A big hallooooo from me here. Things are going a lot better here since I last posted, dude it kinda feels weird blogging again, it's been so long. Suffice to say that Daughter has fully recovered from her concussion, and is now starting to bloom into that next stage (PUBERTY ZOMG)...which involves me being a lot more involved with her and her life, and also trying to spend time with Son, and keeping the house clean and on top of work etc etc etc.
So yes it's pretty busy.
I recently read the Julie and Julia
book by Julie Powell
, and watched the movie
. I totally loved it all so much, I went out and bought the actual Mastering the Art of French Cooking
by Julia Child. And I actually tried to cook the Boeuf Bourguignon
. Did I mention that French cooking in general is fairly labor intensive? In the age of nukeable dinners etc etc, the whole prep time just to put the beef into the oven took an hour. First I had to towel pat the meat to make sure it was dry (for not dry meat does not brown evenly, notes Julia), and browning it in ridiculous amounts of butter and olive oil. After the main part was done, I was supposed to get these small sized onions and brown them separately with butter (ZOMG MORE WORK), then pop them into the oven to braise for an additional 45-50 minutes in a pool of herbs and beef stock. 3 hours later, I put the whole thing together and it was quite good...but omg THE ONIONS WERE DIVINE. Melt in your mouth like honey DIVINE. Now I know why she wanted me to put 18-24 of them in there (I only put in like 12). All I can say is YUMMO. I will try other recipes eventually, but I wanted to make the BB for Xmas and this was a test run. Did I mention I loved the onions?

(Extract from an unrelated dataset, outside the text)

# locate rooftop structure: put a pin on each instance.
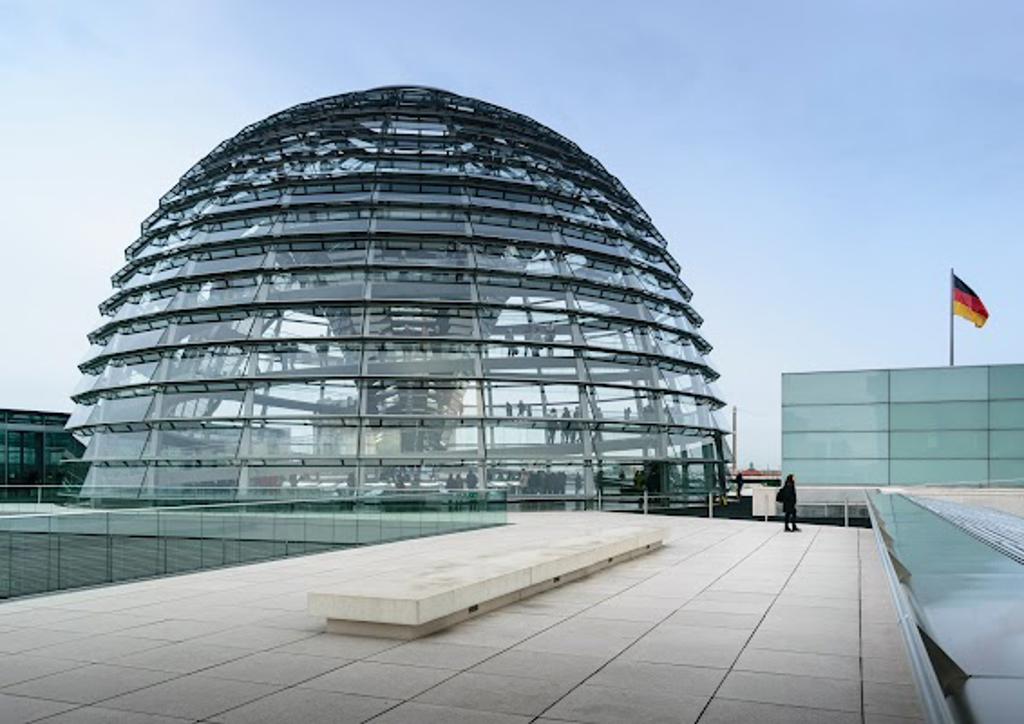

I will also use less wine (I threw in the whole bottle) and cook it for a shorter amount of time...maybe 1.5 hours instead of the 2.5-3 she recommends. We were only able to finish half of it the first night and we didn't eat the last of it till a few days later and let me say that BB is definitely better everything has steeped and soaked and marinated for 3 more days.
In other news, I tend to twitter more then I blog now, so if you are really desperate to keep up w/ my ramblings, use this feed...
Anyways, that's all for now, I'll write more later.